05.12.2013 14:16 h

Football: Euro-winning Spain coach Aragones retires

Freude in den Straßen Madrids
Freude in den Straßen Madrids

Spanish football coach Luis Aragones, who led his country to victory at the European Championships in 2008, has announced his retirement at the age of 75.

As well as the Spanish national side, Aragones trained ten different clubs during a 35-year coaching career.

He is most fondly remembered at Atletico Madrid with whom he won La Liga in the 1976/77 season and three Copa del Rey titles across three spells in charge.

However, his crowning glory came in Austria and Switzerland in 2008 when he guided the until then perennially underachieving Spanish national side to their first major tournament victory since 1964.

Despite emerging victorious over Germany in the final in Vienna, Aragones stood by his pre-tournament decision to step down as Vicente del Bosque took over to guide Spain to their first World Cup in 2010 before retaining their European title two years later.

Aragones returned to management just once after leaving La Seleccion at Turkish side Fenerbahce, but his reign was short lived as he was sacked in 2009 after a disappointing first season in charge.

"Age has retired me and it wasn't a difficult decision to make," he said in an interview with Spanish website Vozpopuli.com

"Before retiring, when I left Turkey, I knew it was going to be difficult to continue and today I know it is definitive.
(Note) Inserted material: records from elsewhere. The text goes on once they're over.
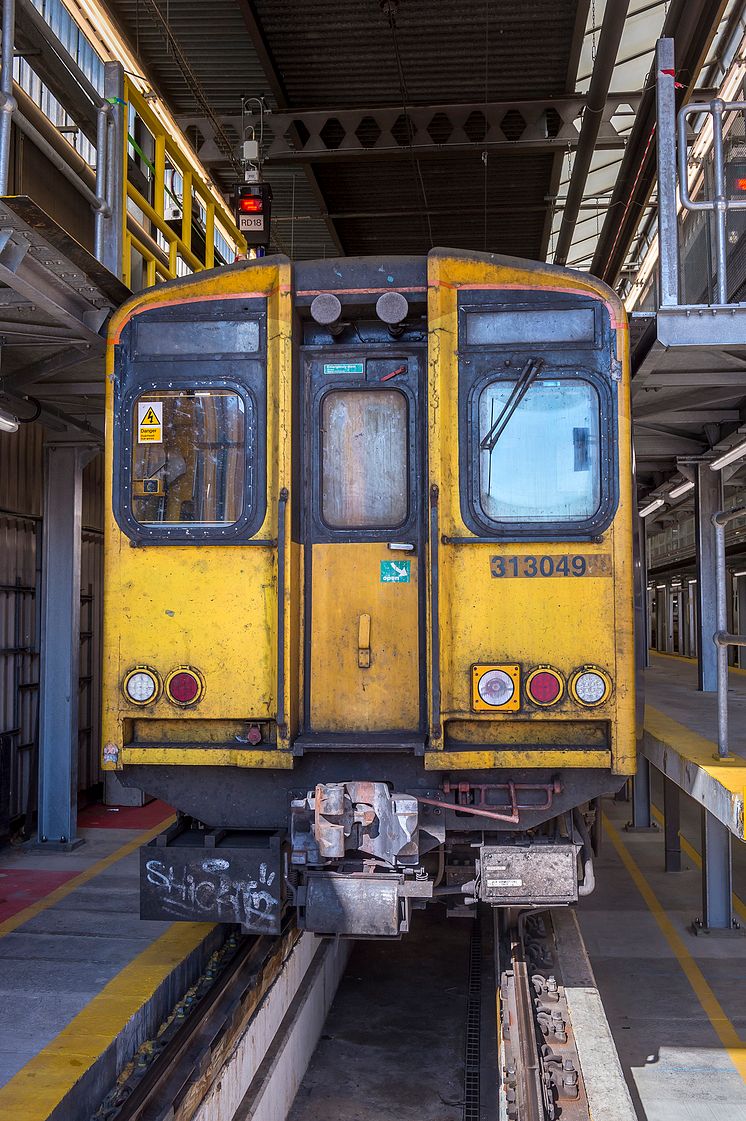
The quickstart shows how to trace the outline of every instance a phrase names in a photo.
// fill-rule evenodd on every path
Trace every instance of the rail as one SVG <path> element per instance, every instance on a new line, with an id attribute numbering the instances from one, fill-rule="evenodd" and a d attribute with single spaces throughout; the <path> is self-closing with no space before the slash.
<path id="1" fill-rule="evenodd" d="M 51 82 L 58 103 L 91 140 L 95 171 L 60 144 L 53 122 L 45 130 L 24 111 L 25 91 L 13 76 L 17 22 L 19 34 L 40 45 L 28 65 L 33 69 L 35 54 L 45 56 L 40 81 Z M 102 94 L 27 0 L 2 0 L 0 61 L 0 196 L 10 185 L 15 126 L 88 203 L 94 255 L 129 288 L 213 268 L 246 251 L 186 138 L 169 129 L 120 63 L 104 64 Z"/>
<path id="2" fill-rule="evenodd" d="M 563 908 L 557 908 L 562 912 Z M 497 947 L 497 981 L 500 1016 L 499 1065 L 502 1081 L 500 1116 L 508 1121 L 591 1121 L 601 1116 L 591 1097 L 598 1103 L 593 1080 L 594 1064 L 581 1065 L 576 1032 L 589 1031 L 590 1024 L 580 1016 L 573 1022 L 568 998 L 567 979 L 562 960 L 571 954 L 571 967 L 577 971 L 583 960 L 577 926 L 569 926 L 567 918 L 558 914 L 565 934 L 560 953 L 555 919 L 551 909 L 544 911 L 494 910 L 494 940 Z M 568 916 L 569 917 L 569 916 Z M 574 924 L 575 920 L 570 919 Z M 568 937 L 568 931 L 573 935 Z M 573 945 L 574 943 L 574 945 Z M 595 988 L 592 975 L 583 977 L 584 993 Z M 572 982 L 571 982 L 572 987 Z M 587 1012 L 586 1012 L 587 1015 Z M 593 1023 L 594 1033 L 599 1020 Z M 599 1042 L 597 1040 L 596 1042 Z M 594 1056 L 599 1067 L 610 1075 L 612 1062 L 601 1053 Z M 618 1070 L 621 1079 L 621 1069 Z M 614 1101 L 614 1116 L 631 1117 L 631 1102 L 622 1097 L 614 1100 L 610 1086 L 603 1087 L 607 1103 Z M 627 1108 L 629 1107 L 629 1108 Z"/>
<path id="3" fill-rule="evenodd" d="M 80 67 L 66 51 L 59 41 L 55 42 L 55 51 L 67 70 L 81 84 L 87 97 L 93 102 L 97 115 L 96 130 L 96 189 L 91 190 L 88 184 L 81 179 L 60 156 L 59 152 L 46 140 L 34 127 L 27 117 L 21 112 L 18 101 L 13 91 L 13 58 L 15 55 L 15 27 L 16 3 L 15 0 L 2 0 L 3 28 L 2 44 L 0 46 L 0 195 L 8 193 L 8 177 L 10 170 L 10 136 L 11 128 L 15 124 L 21 132 L 36 145 L 44 156 L 73 184 L 74 187 L 90 204 L 95 215 L 95 254 L 101 260 L 103 252 L 104 227 L 103 220 L 111 216 L 113 177 L 109 173 L 111 160 L 114 156 L 112 144 L 112 114 L 111 105 L 104 100 L 90 86 Z"/>
<path id="4" fill-rule="evenodd" d="M 186 146 L 166 130 L 127 75 L 121 100 L 121 110 L 127 114 L 127 128 L 123 130 L 125 151 L 121 155 L 123 166 L 128 168 L 127 176 L 122 177 L 125 284 L 132 287 L 133 250 L 145 263 L 144 287 L 213 268 L 221 263 L 217 260 L 217 242 L 222 242 L 224 254 L 245 252 L 246 243 L 228 207 L 197 174 Z M 141 173 L 139 186 L 133 175 L 137 170 Z M 137 227 L 128 223 L 128 216 L 149 224 L 151 238 L 142 237 Z"/>
<path id="5" fill-rule="evenodd" d="M 685 210 L 710 211 L 715 218 L 715 284 L 718 304 L 728 302 L 728 238 L 729 210 L 746 210 L 745 198 L 731 198 L 725 181 L 725 153 L 723 144 L 723 117 L 726 113 L 739 113 L 746 109 L 746 101 L 690 101 L 679 111 L 677 120 L 679 155 L 679 194 Z M 712 117 L 713 194 L 709 199 L 693 199 L 689 192 L 687 168 L 687 123 L 691 116 L 709 114 Z"/>
<path id="6" fill-rule="evenodd" d="M 718 757 L 727 759 L 728 748 L 728 647 L 746 646 L 746 635 L 728 631 L 728 600 L 725 570 L 725 527 L 736 518 L 746 517 L 746 506 L 720 510 L 712 516 L 715 527 L 716 619 L 713 641 L 717 647 Z"/>
<path id="7" fill-rule="evenodd" d="M 729 135 L 746 101 L 713 97 L 690 101 L 677 110 L 676 68 L 672 39 L 659 39 L 656 47 L 656 134 L 658 149 L 658 269 L 657 306 L 716 306 L 740 302 L 731 287 L 740 288 L 743 277 L 731 285 L 734 254 L 740 237 L 728 228 L 728 216 L 746 210 L 746 194 L 729 188 L 729 160 L 739 159 L 742 141 L 731 146 Z M 690 125 L 699 127 L 692 139 Z M 739 177 L 741 172 L 736 173 Z M 707 215 L 701 229 L 682 225 L 681 217 Z M 680 245 L 680 236 L 684 242 Z M 683 246 L 683 247 L 682 247 Z M 730 246 L 730 252 L 729 252 Z M 714 248 L 714 252 L 713 252 Z M 704 266 L 704 271 L 703 271 Z M 741 267 L 741 266 L 739 266 Z M 706 274 L 706 275 L 705 275 Z M 651 275 L 648 273 L 647 275 Z M 704 291 L 702 285 L 705 285 Z M 642 300 L 641 295 L 641 300 Z"/>

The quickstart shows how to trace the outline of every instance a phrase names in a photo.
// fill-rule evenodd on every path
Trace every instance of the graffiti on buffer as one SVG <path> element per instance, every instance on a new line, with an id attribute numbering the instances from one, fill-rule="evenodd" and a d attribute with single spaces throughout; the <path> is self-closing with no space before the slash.
<path id="1" fill-rule="evenodd" d="M 172 918 L 204 922 L 235 922 L 261 933 L 278 928 L 280 900 L 276 873 L 259 864 L 256 878 L 234 878 L 231 864 L 220 856 L 193 858 L 176 865 L 162 860 L 145 864 L 147 894 Z M 274 887 L 274 890 L 272 890 Z"/>

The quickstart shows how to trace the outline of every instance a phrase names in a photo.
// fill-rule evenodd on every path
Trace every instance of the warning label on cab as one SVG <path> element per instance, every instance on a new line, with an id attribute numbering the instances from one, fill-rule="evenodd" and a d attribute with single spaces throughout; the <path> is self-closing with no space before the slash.
<path id="1" fill-rule="evenodd" d="M 163 443 L 163 402 L 137 402 L 138 444 Z"/>

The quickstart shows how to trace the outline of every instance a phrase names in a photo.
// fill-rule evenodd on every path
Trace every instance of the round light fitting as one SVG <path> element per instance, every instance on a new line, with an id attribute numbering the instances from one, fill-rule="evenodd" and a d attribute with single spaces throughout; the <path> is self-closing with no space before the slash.
<path id="1" fill-rule="evenodd" d="M 135 666 L 122 682 L 122 692 L 130 704 L 149 705 L 158 700 L 161 679 L 150 666 Z"/>
<path id="2" fill-rule="evenodd" d="M 609 699 L 611 678 L 598 666 L 583 666 L 570 679 L 570 693 L 578 704 L 595 708 Z"/>

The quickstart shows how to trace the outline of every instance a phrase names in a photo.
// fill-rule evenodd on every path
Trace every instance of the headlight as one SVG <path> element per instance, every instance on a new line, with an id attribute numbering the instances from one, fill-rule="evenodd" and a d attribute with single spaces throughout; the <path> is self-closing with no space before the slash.
<path id="1" fill-rule="evenodd" d="M 472 666 L 472 708 L 475 712 L 496 708 L 515 712 L 520 705 L 520 684 L 520 666 Z"/>
<path id="2" fill-rule="evenodd" d="M 611 693 L 611 679 L 595 666 L 578 670 L 570 682 L 570 692 L 581 705 L 593 708 L 603 704 Z"/>
<path id="3" fill-rule="evenodd" d="M 148 705 L 158 698 L 161 681 L 158 674 L 147 666 L 136 666 L 122 682 L 122 691 L 133 705 Z"/>
<path id="4" fill-rule="evenodd" d="M 504 670 L 491 669 L 480 677 L 477 691 L 486 705 L 497 707 L 508 703 L 515 692 L 515 685 Z"/>

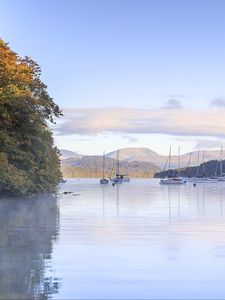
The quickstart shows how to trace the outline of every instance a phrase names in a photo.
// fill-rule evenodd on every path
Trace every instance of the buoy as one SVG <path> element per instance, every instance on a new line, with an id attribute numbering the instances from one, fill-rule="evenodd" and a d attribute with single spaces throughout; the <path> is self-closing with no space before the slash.
<path id="1" fill-rule="evenodd" d="M 114 185 L 115 185 L 115 182 L 112 183 L 112 186 L 114 186 Z"/>
<path id="2" fill-rule="evenodd" d="M 196 187 L 196 183 L 194 183 L 193 186 Z"/>

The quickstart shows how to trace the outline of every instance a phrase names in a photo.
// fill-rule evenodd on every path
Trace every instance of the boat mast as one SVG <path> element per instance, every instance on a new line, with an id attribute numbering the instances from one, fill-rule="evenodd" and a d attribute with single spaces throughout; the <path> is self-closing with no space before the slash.
<path id="1" fill-rule="evenodd" d="M 205 177 L 205 150 L 202 152 L 202 175 Z"/>
<path id="2" fill-rule="evenodd" d="M 169 152 L 169 165 L 168 165 L 168 167 L 169 167 L 169 174 L 170 174 L 170 161 L 171 161 L 171 146 L 170 146 L 170 152 Z"/>
<path id="3" fill-rule="evenodd" d="M 103 168 L 102 168 L 102 178 L 104 179 L 105 178 L 105 151 L 103 151 L 103 158 L 102 158 L 102 165 L 103 165 Z"/>
<path id="4" fill-rule="evenodd" d="M 221 146 L 220 150 L 220 176 L 223 174 L 223 147 Z"/>
<path id="5" fill-rule="evenodd" d="M 199 176 L 199 155 L 200 155 L 200 150 L 198 150 L 197 177 Z"/>
<path id="6" fill-rule="evenodd" d="M 192 157 L 192 152 L 190 152 L 190 157 L 189 157 L 189 162 L 188 162 L 188 177 L 191 177 L 191 157 Z"/>
<path id="7" fill-rule="evenodd" d="M 178 176 L 179 176 L 179 173 L 180 173 L 180 147 L 178 147 Z"/>
<path id="8" fill-rule="evenodd" d="M 116 176 L 120 174 L 120 160 L 119 160 L 119 150 L 117 150 L 117 168 L 116 168 Z"/>

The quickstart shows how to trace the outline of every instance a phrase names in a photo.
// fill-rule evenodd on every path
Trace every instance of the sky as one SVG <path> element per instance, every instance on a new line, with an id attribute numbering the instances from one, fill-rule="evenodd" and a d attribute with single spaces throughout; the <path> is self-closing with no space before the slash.
<path id="1" fill-rule="evenodd" d="M 0 36 L 42 68 L 56 145 L 160 154 L 225 145 L 224 0 L 0 0 Z M 225 122 L 224 122 L 225 123 Z"/>

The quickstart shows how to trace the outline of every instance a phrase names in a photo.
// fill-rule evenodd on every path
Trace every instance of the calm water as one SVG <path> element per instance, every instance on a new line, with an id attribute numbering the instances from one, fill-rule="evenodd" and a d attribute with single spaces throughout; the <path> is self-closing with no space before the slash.
<path id="1" fill-rule="evenodd" d="M 1 199 L 0 299 L 49 298 L 224 299 L 225 183 Z"/>

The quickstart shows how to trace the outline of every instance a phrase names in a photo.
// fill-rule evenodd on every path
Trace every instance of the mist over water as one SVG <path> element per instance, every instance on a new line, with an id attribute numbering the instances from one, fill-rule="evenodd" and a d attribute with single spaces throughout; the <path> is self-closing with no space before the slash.
<path id="1" fill-rule="evenodd" d="M 223 299 L 224 192 L 71 179 L 55 196 L 1 199 L 0 298 Z"/>
<path id="2" fill-rule="evenodd" d="M 52 196 L 0 198 L 0 299 L 47 299 L 58 291 L 51 264 L 58 223 Z"/>

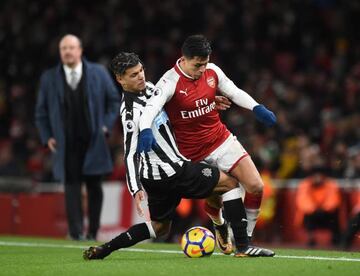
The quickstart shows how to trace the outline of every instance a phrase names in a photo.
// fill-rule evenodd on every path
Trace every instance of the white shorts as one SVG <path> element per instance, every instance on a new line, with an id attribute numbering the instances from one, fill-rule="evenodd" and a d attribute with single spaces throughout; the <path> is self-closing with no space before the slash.
<path id="1" fill-rule="evenodd" d="M 231 172 L 240 160 L 248 155 L 237 138 L 230 134 L 224 143 L 205 157 L 204 161 L 209 165 L 218 167 L 224 172 Z"/>

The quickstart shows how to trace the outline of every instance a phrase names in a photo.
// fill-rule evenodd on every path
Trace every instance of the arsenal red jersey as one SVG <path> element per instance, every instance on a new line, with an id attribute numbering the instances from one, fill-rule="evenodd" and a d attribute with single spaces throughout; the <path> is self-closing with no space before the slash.
<path id="1" fill-rule="evenodd" d="M 200 161 L 230 135 L 215 108 L 218 77 L 212 69 L 206 69 L 198 80 L 185 76 L 177 65 L 172 70 L 178 80 L 165 111 L 180 152 L 193 161 Z"/>
<path id="2" fill-rule="evenodd" d="M 165 109 L 182 155 L 200 161 L 217 149 L 230 135 L 215 108 L 219 91 L 236 104 L 248 109 L 257 105 L 246 92 L 237 88 L 223 71 L 209 63 L 200 79 L 187 76 L 176 65 L 158 81 L 158 95 L 147 103 L 140 129 L 151 127 L 156 114 Z"/>

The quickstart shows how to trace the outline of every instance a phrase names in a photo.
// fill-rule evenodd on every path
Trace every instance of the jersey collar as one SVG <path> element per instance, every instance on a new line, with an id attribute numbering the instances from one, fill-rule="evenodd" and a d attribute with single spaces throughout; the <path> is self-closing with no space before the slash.
<path id="1" fill-rule="evenodd" d="M 176 61 L 175 64 L 175 71 L 179 74 L 179 75 L 183 75 L 185 78 L 194 80 L 193 77 L 189 76 L 188 74 L 186 74 L 180 67 L 180 58 Z"/>
<path id="2" fill-rule="evenodd" d="M 140 98 L 145 96 L 146 98 L 150 98 L 151 95 L 153 94 L 153 90 L 151 90 L 149 87 L 151 83 L 146 82 L 146 88 L 143 91 L 140 91 L 139 93 L 134 93 L 134 92 L 129 92 L 126 90 L 123 90 L 124 94 L 128 95 L 131 98 Z M 153 84 L 151 84 L 153 86 L 153 89 L 156 89 L 155 86 Z"/>
<path id="3" fill-rule="evenodd" d="M 126 90 L 123 90 L 124 95 L 130 97 L 130 98 L 140 98 L 145 95 L 144 91 L 141 91 L 140 93 L 133 93 Z"/>

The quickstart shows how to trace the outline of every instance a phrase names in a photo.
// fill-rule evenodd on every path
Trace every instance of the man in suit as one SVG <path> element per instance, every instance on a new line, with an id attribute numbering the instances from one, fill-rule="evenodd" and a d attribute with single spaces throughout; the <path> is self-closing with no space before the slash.
<path id="1" fill-rule="evenodd" d="M 81 41 L 65 35 L 59 43 L 61 63 L 40 80 L 35 120 L 41 141 L 53 154 L 53 173 L 65 184 L 71 239 L 82 240 L 81 184 L 88 194 L 87 239 L 96 239 L 103 200 L 101 179 L 112 170 L 106 137 L 120 108 L 114 83 L 99 64 L 82 57 Z"/>

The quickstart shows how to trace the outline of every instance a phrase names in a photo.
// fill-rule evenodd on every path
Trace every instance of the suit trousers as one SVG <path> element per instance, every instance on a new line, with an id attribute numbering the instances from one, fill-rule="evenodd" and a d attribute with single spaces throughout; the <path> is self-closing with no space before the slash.
<path id="1" fill-rule="evenodd" d="M 100 228 L 100 215 L 103 202 L 102 176 L 83 175 L 81 180 L 85 182 L 87 191 L 89 227 L 86 238 L 96 240 L 96 235 Z M 67 180 L 65 182 L 65 207 L 68 230 L 70 238 L 74 240 L 84 239 L 81 180 Z"/>

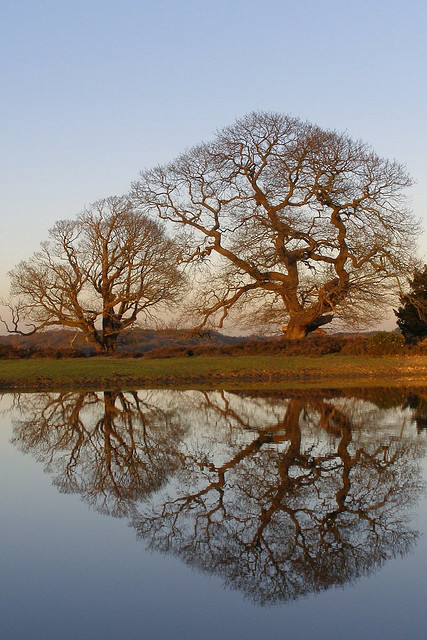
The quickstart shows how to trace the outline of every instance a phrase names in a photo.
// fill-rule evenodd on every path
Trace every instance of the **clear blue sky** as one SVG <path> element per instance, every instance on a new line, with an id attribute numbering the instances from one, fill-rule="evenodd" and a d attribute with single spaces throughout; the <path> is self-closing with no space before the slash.
<path id="1" fill-rule="evenodd" d="M 346 131 L 405 163 L 427 228 L 425 1 L 0 7 L 0 297 L 56 220 L 252 110 Z"/>

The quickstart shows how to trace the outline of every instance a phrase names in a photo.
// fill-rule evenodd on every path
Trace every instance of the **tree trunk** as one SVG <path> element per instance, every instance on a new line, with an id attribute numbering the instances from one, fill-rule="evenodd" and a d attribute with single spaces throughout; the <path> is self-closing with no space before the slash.
<path id="1" fill-rule="evenodd" d="M 289 322 L 287 327 L 283 328 L 286 340 L 300 340 L 301 338 L 305 338 L 307 335 L 307 325 L 292 322 Z"/>
<path id="2" fill-rule="evenodd" d="M 333 320 L 331 313 L 320 316 L 318 318 L 304 317 L 303 314 L 290 318 L 287 327 L 283 328 L 286 340 L 300 340 L 305 338 L 309 333 L 315 331 L 324 324 L 328 324 Z"/>
<path id="3" fill-rule="evenodd" d="M 117 348 L 118 334 L 107 334 L 103 337 L 102 351 L 103 353 L 114 353 Z"/>
<path id="4" fill-rule="evenodd" d="M 120 324 L 111 314 L 102 318 L 102 351 L 114 353 L 117 347 L 117 338 L 120 333 Z"/>

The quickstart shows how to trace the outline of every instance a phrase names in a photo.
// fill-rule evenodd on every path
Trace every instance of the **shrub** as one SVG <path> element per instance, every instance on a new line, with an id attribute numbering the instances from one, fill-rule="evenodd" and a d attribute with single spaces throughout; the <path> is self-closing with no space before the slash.
<path id="1" fill-rule="evenodd" d="M 370 336 L 365 343 L 366 353 L 373 356 L 394 355 L 402 353 L 405 339 L 401 333 L 378 331 Z"/>

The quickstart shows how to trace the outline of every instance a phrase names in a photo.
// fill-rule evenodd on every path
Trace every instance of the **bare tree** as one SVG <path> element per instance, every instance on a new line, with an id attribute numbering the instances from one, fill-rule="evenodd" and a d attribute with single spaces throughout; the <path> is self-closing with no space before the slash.
<path id="1" fill-rule="evenodd" d="M 11 272 L 10 333 L 52 326 L 80 330 L 99 352 L 141 314 L 175 303 L 185 279 L 179 248 L 163 227 L 125 198 L 96 202 L 61 220 L 30 260 Z"/>
<path id="2" fill-rule="evenodd" d="M 402 165 L 360 141 L 252 113 L 142 172 L 132 197 L 190 232 L 189 262 L 217 257 L 198 294 L 200 327 L 249 308 L 262 322 L 287 323 L 295 339 L 390 303 L 396 278 L 412 269 L 410 184 Z"/>

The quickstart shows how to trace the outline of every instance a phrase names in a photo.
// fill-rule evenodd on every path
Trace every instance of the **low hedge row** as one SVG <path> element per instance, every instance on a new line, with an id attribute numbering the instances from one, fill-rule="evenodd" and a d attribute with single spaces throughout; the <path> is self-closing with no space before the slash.
<path id="1" fill-rule="evenodd" d="M 291 342 L 284 338 L 266 340 L 242 340 L 230 345 L 177 345 L 152 349 L 148 352 L 119 350 L 116 358 L 177 358 L 195 356 L 239 356 L 239 355 L 283 355 L 283 356 L 322 356 L 333 353 L 345 355 L 396 355 L 427 353 L 427 342 L 407 345 L 399 333 L 379 331 L 372 335 L 320 335 L 313 334 L 302 340 Z M 89 354 L 93 355 L 93 354 Z M 0 345 L 0 358 L 81 358 L 88 357 L 79 349 L 59 348 L 18 348 L 12 345 Z"/>

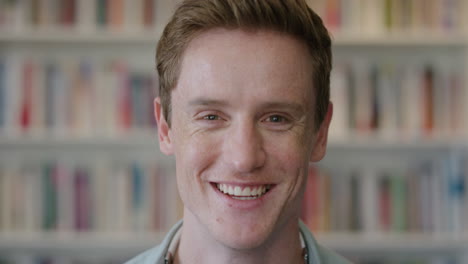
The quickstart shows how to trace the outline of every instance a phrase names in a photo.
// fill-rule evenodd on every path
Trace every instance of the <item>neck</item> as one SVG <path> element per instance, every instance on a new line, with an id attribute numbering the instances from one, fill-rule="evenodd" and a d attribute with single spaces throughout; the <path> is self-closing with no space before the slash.
<path id="1" fill-rule="evenodd" d="M 256 248 L 236 249 L 211 236 L 190 212 L 184 212 L 184 224 L 175 263 L 229 264 L 303 264 L 298 219 L 292 219 Z"/>

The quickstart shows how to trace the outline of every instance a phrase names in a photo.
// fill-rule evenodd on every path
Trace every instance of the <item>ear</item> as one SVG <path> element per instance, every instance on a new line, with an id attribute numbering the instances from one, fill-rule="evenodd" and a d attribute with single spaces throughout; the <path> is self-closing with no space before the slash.
<path id="1" fill-rule="evenodd" d="M 317 162 L 322 160 L 325 156 L 325 153 L 327 152 L 328 128 L 330 127 L 332 116 L 333 104 L 332 102 L 329 102 L 327 113 L 322 121 L 322 124 L 319 127 L 319 130 L 317 131 L 315 141 L 313 142 L 314 146 L 312 149 L 312 155 L 310 156 L 311 162 Z"/>
<path id="2" fill-rule="evenodd" d="M 158 126 L 159 149 L 166 155 L 174 154 L 171 140 L 171 128 L 163 114 L 161 98 L 154 99 L 154 117 Z"/>

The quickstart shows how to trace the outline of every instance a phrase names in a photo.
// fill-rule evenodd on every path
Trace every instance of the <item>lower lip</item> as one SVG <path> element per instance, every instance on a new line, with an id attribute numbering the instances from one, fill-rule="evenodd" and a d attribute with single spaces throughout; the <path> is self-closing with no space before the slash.
<path id="1" fill-rule="evenodd" d="M 251 199 L 251 200 L 240 200 L 240 199 L 235 199 L 232 198 L 231 196 L 224 194 L 221 192 L 218 187 L 216 187 L 215 183 L 211 183 L 211 187 L 213 187 L 215 193 L 220 196 L 220 199 L 224 201 L 227 206 L 235 209 L 242 209 L 242 210 L 252 210 L 257 207 L 260 207 L 265 201 L 268 199 L 270 196 L 271 192 L 273 191 L 273 186 L 270 188 L 268 192 L 263 194 L 262 196 L 256 198 L 256 199 Z"/>

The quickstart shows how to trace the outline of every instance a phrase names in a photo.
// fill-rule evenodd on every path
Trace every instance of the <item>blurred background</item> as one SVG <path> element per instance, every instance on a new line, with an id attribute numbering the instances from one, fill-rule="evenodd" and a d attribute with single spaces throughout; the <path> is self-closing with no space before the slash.
<path id="1" fill-rule="evenodd" d="M 122 263 L 181 217 L 154 56 L 172 0 L 0 0 L 0 263 Z M 356 263 L 468 263 L 468 1 L 308 0 L 334 117 L 303 221 Z"/>

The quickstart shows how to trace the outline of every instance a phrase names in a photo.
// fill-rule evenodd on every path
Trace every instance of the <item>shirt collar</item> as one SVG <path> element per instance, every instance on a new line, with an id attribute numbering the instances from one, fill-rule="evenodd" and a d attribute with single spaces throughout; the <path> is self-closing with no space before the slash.
<path id="1" fill-rule="evenodd" d="M 179 228 L 177 232 L 174 234 L 174 237 L 172 238 L 171 243 L 169 244 L 169 248 L 167 249 L 167 253 L 164 258 L 165 264 L 174 263 L 174 257 L 175 257 L 177 248 L 179 247 L 181 233 L 182 233 L 182 228 Z M 299 232 L 299 239 L 301 240 L 302 256 L 304 258 L 304 263 L 309 263 L 309 252 L 308 252 L 309 250 L 307 249 L 304 235 L 301 232 Z"/>
<path id="2" fill-rule="evenodd" d="M 182 228 L 179 228 L 177 232 L 174 234 L 174 237 L 172 238 L 171 243 L 169 244 L 169 248 L 167 249 L 167 253 L 164 258 L 165 264 L 174 263 L 174 257 L 177 251 L 177 247 L 179 247 L 181 233 L 182 233 Z"/>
"There are many circumstances. Age, where can you coach, how can you coach...there are many things which make you say that it is finished."

Although widely revered in Spain, Aragones' coaching career was not short of controversy, most notably in 2004 when he was accused of using racist language to describe then Arsenal forward Thierry Henry in a bid to motivate Henry's club teammate Jose Antonio Reyes.

Aragones protested his innocence, claiming his words had been misinterpreted, but he was fined 3,000 euros ($4,100, £2,500) by the Spanish Football Federation for the incident.